Nel frattempo si era sposato con Virginia Baroccio, nata anche
lei a Roma il 5 aprile 1885, ed aveva avuto tre figli: Fernando,
Giorgio, Renata.
La vita dei coniugi Piperno è quella di una famiglia perfettamente
integrata nella società dell’epoca, che le leggi
razziali fasciste promulgate in Italia a partire dal settembre
del 1938, porteranno ad una progressiva emarginazione. A partire
da quel periodo, Augusto vede via via diminuire il numero degli
abituali clienti perché la legislazione antiebraica vieta
alle istituzioni pubbliche di avere fornitori ebrei; per rimediare
a questa situazione l’azienda viene formalmente affidata
a persone di fiducia, che compaiono come unici titolari dell’impresa.
Già dal gennaio del 1938 aveva iniziato a lavorare nell’azienda
di famiglia il primogenito Fernando. Laureato anch’egli
in ingegneria industriale, Fernando aveva terminato all’inizio
del 1938 il servizio militare come ufficiale; le difficoltà materiali
e fisiche che colpiscono Augusto Piperno lo obbligano a lavorare
nella ditta paterna, rinunciando ad un promettente percorso
accademico che le leggi razziali stroncano del tutto con il
divieto per gli ebrei di insegnare in tutte le scuole di ogni
ordine e grado; quelle stesse leggi lo obbligano inoltre a
restituire la sciabola e a levarsi i gradi di ufficiale.
Nel frattempo era entrato nella ditta un personaggio importante
nella vita di Fernando il cugino Carlo Pontecorvo, un ragazzo
pieno di inventiva, “avanti nel tempo”, che entusiasmava
Fernando, facendolo appassionare al proprio lavoro.

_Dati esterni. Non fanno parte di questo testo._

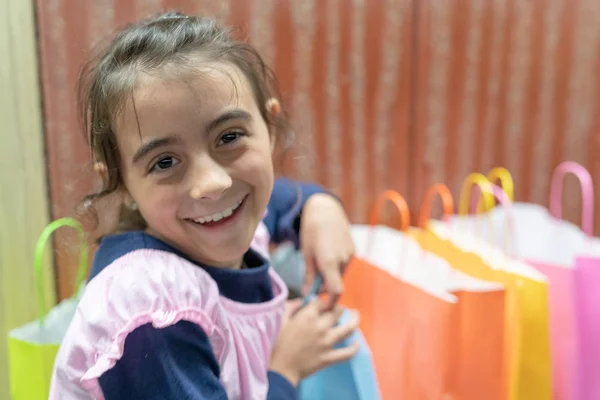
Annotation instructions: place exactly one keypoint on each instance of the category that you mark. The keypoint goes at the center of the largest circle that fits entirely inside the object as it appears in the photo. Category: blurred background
(383, 94)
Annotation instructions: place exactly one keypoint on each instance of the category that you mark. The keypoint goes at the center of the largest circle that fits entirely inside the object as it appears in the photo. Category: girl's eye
(230, 137)
(164, 164)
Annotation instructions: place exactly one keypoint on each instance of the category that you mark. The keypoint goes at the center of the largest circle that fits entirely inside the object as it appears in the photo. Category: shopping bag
(480, 368)
(32, 347)
(406, 327)
(527, 290)
(419, 333)
(351, 380)
(570, 258)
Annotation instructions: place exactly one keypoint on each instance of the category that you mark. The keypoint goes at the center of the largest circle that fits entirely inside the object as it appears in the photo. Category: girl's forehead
(162, 102)
(218, 84)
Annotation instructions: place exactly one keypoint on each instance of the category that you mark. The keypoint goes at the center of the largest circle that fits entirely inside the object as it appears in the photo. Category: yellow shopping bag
(526, 322)
(32, 347)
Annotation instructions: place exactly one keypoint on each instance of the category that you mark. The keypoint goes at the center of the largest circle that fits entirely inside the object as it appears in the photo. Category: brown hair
(169, 40)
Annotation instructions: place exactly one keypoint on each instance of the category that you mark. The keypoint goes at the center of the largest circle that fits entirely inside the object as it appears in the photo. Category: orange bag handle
(447, 203)
(503, 176)
(400, 203)
(485, 186)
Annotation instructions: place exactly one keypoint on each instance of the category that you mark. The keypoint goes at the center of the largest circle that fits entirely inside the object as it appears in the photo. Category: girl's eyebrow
(153, 145)
(227, 116)
(169, 140)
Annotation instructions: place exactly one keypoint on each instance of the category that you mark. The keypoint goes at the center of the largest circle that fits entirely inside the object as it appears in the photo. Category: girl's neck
(237, 264)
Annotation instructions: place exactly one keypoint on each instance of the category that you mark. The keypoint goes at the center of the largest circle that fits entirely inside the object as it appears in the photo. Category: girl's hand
(305, 343)
(326, 243)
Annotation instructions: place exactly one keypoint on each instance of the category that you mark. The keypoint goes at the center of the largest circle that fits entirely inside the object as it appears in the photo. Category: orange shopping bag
(526, 321)
(416, 330)
(479, 369)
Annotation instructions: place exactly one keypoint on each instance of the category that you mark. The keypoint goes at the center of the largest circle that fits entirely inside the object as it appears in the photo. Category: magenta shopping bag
(570, 258)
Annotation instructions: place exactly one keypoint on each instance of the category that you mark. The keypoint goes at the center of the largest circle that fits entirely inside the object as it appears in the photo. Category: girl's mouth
(221, 218)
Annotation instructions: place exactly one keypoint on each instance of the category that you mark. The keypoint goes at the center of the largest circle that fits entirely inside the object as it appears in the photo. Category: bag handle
(398, 201)
(501, 175)
(587, 193)
(401, 206)
(447, 203)
(39, 259)
(486, 192)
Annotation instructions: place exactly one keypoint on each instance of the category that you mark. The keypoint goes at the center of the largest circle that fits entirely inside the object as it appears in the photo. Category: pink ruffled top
(162, 288)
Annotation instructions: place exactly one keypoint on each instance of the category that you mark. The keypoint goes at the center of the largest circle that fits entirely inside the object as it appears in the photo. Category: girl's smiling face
(196, 159)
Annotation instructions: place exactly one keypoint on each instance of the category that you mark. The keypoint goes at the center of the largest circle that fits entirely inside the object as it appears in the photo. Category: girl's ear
(274, 109)
(128, 200)
(101, 170)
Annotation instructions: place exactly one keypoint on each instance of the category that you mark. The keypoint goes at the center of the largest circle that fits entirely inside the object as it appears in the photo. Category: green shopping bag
(32, 347)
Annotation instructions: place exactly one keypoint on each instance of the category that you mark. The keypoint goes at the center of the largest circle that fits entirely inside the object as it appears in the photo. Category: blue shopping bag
(354, 379)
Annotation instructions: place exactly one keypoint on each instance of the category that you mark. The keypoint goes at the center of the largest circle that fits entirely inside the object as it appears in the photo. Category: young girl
(183, 121)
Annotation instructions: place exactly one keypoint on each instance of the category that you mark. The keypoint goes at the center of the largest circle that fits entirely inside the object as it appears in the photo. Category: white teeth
(220, 215)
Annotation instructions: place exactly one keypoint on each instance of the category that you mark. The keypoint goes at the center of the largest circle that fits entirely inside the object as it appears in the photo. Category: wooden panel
(23, 191)
(383, 93)
(507, 83)
(343, 67)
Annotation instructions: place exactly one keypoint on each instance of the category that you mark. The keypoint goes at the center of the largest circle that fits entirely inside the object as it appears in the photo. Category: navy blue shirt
(177, 362)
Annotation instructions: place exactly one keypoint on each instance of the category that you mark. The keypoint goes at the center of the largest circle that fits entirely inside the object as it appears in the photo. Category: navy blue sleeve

Gli orrori nazisti, ancor prima dell’occupazione tedesca
di Roma, erano già entrati nella ditta, un lavorante tedesco,
Fisher, al corrente di quanto accade in Germania ammonisce Augusto
e la sua famiglia, inutilmente. Nell’autunno del 1943,
con l’occupazione tedesca, la situazione precipita. Proprio
la sera del 15 ottobre Carlo Pontecorvo, che aveva trovato rifugio
con la sua famiglia presso un vicino, decide di tornare a casa
ritenendo che la situazione di incertezza, determinata con la
richiesta da parte degli occupanti tedeschi di 50 chili d’oro
alla Comunità ebraica, sia finita. Il mattino seguente è preso
e deportato con tutti i suoi cari.
Anche Augusto e Virginia non vogliono nascondersi e anche loro
sono colpiti dalla grande retata del 16 ottobre che colpisce
1023 romani di fede ebraica; prelevati dalla loro abitazione
in viale Giulio Cesare, a pochi metri di distanza dalla casa
della sorella di Virginia, Clara, e del marito Giuseppe Efrati,
anche loro arrestati, scompaiono nell’inferno di Auschwitz,
dove arrivano il 23 ottobre.
I figli di Augusto, nei modi più diversi, riescono a
salvarsi.
Ferdinando e sua moglie Lidia, sposata nel gennaio del ’43,
avevano già trovato rifugio, nascosti da contadini, a
Mentana; ritornano a Roma muniti di documenti malamente contraffatti,
poco dopo lo sbarco degli Alleati ad Anzio, avvenuto il 22 gennaio
1944. Sempre nella clandestinità, il 16 aprile, nasce
il loro primo figlio, Augusto, registrato all’anagrafe
come Marcello Paolini e riacquisteranno la loro identità solo
con la liberazione di Roma il 4 giugno del ‘44
La famiglia di Augusto Piperno e Virginia Baroccio sopravvivrà e,
ricca di tre figli e, nel corso del tempo, di otto nipoti e più di
trentaquattro pronipoti, porterà a termine il grande compito
di divulgare la loro storia, una storia simile, purtroppo, a
molte altre; le pietre d’inciampo, volute dal loro primo
nipote, Augusto Piperno, sono uno dei tanti tasselli di questa
memoria.
Via Monte Zebio 40 (vai alla scheda)
Al contrario di viale Giulio Cesare, via Monte Zebio è una
via molto tranquilla e silenziosa, intitolata ad una località teatro
di sanguinose battaglie durante la Grande guerra. Al centro è presente
un giardinetto che attraversa tutta la via, dal Tevere arriva
un po’ di vento che fa oscillare i rami degli alberi. A
metà strada si trova la scuola “Pistelli” un
edificio grande e luminoso. All’esterno c’è anche
una torretta con una campana non più usata per il cambio
dell’ora. È un edificio importante per la crescita
dei bambini e per il futuro del nostro Paese.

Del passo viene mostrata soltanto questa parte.